Ambang batas tingkat kemiskinan US$ 3,2 dan tingkat kemiskinan US$ 5,5 tidak digunakan oleh Badan Pusat Statsitik untuk mengukur kemiskinan. Pendekatan yang dipakai oleh BPS adalah kemampuan penduduk dalam pemenuhan kebutuhan dasar. Menurut data BPS, Covid-19 telah menyebabkan angka kemiskinan naik menjadi 9,8% atau 26,4 juta jiwa pada Maret 2020. Angka kemiskinan ini mengembalikan level kemiskinan Indonesia seperti pada dua tahun silam.
Kepala Badan Kebijakan Fiskal Kementerian Keuangan Febrio Kacaribu menyebut mayoritas masyarakat kelompok 40% pendapatan terendah telah mendapat dukungan pemerintah melalui program Pemulihan Ekonomi Nasional. Bantuan tersebut baik dalam bentuk jaring pengaman sosial, bantuan/pembiayaan usaha, maupun subsidi listrik.
Pemerintah telah mengalokasikan anggaran sebesar Rp 203,9 triliun atau sekitar 0,9% terhadap PDB untuk JPS. "Bantuan ini bahkan tidak hanya menyasar masyarakat 40% terbawah namun juga kelas menengah yang terdampak melalui berbagai program, seperti Program Kartu Pra Kerja dan Program Padat Karya”, tulis Febrio dalam keterangan resminya, Jakarta, Selasa (29/9).
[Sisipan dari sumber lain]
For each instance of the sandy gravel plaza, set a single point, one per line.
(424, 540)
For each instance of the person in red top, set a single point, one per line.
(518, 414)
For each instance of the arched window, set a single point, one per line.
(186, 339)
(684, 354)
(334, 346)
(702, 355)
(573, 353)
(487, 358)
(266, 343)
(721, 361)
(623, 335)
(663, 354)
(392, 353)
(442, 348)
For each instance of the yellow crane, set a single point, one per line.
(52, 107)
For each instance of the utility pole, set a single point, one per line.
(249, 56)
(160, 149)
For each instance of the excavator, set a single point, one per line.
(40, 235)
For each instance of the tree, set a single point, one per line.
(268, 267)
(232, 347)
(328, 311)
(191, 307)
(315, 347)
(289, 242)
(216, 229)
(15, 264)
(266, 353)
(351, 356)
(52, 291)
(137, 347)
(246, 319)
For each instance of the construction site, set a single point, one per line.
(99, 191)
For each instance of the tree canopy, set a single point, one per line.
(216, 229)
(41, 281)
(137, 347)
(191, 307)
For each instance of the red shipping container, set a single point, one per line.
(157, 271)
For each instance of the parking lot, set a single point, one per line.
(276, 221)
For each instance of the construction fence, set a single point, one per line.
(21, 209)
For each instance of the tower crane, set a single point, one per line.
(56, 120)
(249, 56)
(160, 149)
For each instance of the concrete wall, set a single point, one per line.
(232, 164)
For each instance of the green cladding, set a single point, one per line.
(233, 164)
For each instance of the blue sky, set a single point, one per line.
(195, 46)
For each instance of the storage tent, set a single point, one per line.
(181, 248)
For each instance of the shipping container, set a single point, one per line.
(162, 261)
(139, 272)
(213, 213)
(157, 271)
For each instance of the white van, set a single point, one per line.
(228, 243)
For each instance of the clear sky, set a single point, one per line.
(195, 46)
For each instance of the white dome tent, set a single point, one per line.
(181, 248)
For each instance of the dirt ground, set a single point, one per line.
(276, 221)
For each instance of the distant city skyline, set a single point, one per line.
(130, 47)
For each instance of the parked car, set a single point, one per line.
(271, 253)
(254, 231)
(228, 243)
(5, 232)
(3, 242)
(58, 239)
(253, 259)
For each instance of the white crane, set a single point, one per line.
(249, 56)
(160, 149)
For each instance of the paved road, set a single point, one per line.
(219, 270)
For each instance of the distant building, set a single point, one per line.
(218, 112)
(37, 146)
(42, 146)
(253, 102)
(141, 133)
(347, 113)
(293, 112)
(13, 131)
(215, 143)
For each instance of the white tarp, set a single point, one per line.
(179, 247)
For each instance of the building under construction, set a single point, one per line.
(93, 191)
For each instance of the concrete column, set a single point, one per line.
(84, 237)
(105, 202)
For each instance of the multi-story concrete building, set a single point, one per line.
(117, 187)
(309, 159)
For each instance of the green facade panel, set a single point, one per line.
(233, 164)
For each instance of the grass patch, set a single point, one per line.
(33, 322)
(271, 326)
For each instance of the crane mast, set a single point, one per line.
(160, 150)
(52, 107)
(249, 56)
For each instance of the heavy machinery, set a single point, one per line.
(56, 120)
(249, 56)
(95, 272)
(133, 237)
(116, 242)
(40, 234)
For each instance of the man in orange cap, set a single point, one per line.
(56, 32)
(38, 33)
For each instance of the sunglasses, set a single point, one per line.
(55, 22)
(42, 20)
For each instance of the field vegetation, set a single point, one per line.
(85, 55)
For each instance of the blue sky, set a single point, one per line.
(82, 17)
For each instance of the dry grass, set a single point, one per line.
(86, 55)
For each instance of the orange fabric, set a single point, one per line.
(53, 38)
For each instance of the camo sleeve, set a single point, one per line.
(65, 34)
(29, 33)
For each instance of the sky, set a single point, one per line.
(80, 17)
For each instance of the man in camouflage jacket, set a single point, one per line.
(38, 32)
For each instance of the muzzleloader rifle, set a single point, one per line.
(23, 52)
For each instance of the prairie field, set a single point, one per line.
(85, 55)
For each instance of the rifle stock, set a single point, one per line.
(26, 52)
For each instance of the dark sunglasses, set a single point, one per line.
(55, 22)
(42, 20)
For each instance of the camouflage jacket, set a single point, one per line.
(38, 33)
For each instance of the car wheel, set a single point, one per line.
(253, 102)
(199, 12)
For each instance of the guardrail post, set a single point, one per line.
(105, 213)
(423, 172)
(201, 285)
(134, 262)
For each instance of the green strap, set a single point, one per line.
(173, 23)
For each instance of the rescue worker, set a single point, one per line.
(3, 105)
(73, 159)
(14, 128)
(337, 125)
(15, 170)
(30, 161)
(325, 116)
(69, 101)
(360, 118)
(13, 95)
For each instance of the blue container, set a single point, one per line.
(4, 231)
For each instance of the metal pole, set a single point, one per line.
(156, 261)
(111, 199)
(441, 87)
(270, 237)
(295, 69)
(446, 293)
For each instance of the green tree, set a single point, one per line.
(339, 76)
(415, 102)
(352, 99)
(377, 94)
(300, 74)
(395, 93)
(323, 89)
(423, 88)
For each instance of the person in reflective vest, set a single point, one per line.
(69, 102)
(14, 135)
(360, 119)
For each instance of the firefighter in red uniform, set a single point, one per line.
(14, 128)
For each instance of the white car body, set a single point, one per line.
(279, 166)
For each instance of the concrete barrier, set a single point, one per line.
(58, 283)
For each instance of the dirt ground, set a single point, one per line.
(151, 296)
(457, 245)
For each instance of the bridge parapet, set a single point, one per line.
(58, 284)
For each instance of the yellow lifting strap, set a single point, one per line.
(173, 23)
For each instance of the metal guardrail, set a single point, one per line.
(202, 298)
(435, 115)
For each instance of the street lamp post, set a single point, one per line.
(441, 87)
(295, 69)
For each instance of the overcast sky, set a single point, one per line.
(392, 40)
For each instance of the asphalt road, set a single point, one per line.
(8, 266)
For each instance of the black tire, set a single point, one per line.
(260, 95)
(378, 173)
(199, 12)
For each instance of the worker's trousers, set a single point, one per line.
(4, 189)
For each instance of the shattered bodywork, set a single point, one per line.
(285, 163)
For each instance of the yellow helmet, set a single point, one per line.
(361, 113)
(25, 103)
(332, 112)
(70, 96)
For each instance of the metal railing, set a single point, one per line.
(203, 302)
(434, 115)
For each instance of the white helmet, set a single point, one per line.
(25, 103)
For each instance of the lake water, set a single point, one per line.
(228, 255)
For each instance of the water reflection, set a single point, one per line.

Hify Survey yang dilakukan oleh Bank Dunia menunjukkan bahwa terdapat 90% dari masyarakat 40% terbawah yang telah mendapatkan setidaknya satu jenis bantuan. Pemerintah menyadari bahwa implementasi program jaringan pengaman sosial perlu dilakukan secara optimal, tepat sasaran dan cakupan memadai untuk melindungi masyarakat miskin dan rentan. Hal ini perlu menjadi fokus evaluasi dan perbaikan ke depan untuk meningkatkan efektivitasnya.
Wakil Menteri Keuangan Suahasil Nazara mengaku tak mempermasalahkan jika ada penduduk miskin yang mendapat bantuan pemerintah lebih dari satu jenis. Namun, hal tersebut berlaku jika masyarakat mendapat bantuan dari pos yang berbeda seperti dari bantuan rumah tangga dan dunia usaha.
"Karena ini beda peruntukan karena kalau dia adalah pelaku usaha yang bayar pajak dia bisa mendapatkan insentif pajak juga. Buat saya selama peruntukannya tepat ini bukan tumpang tindih," kata Suahasil dalam sebuah diskusi virtual.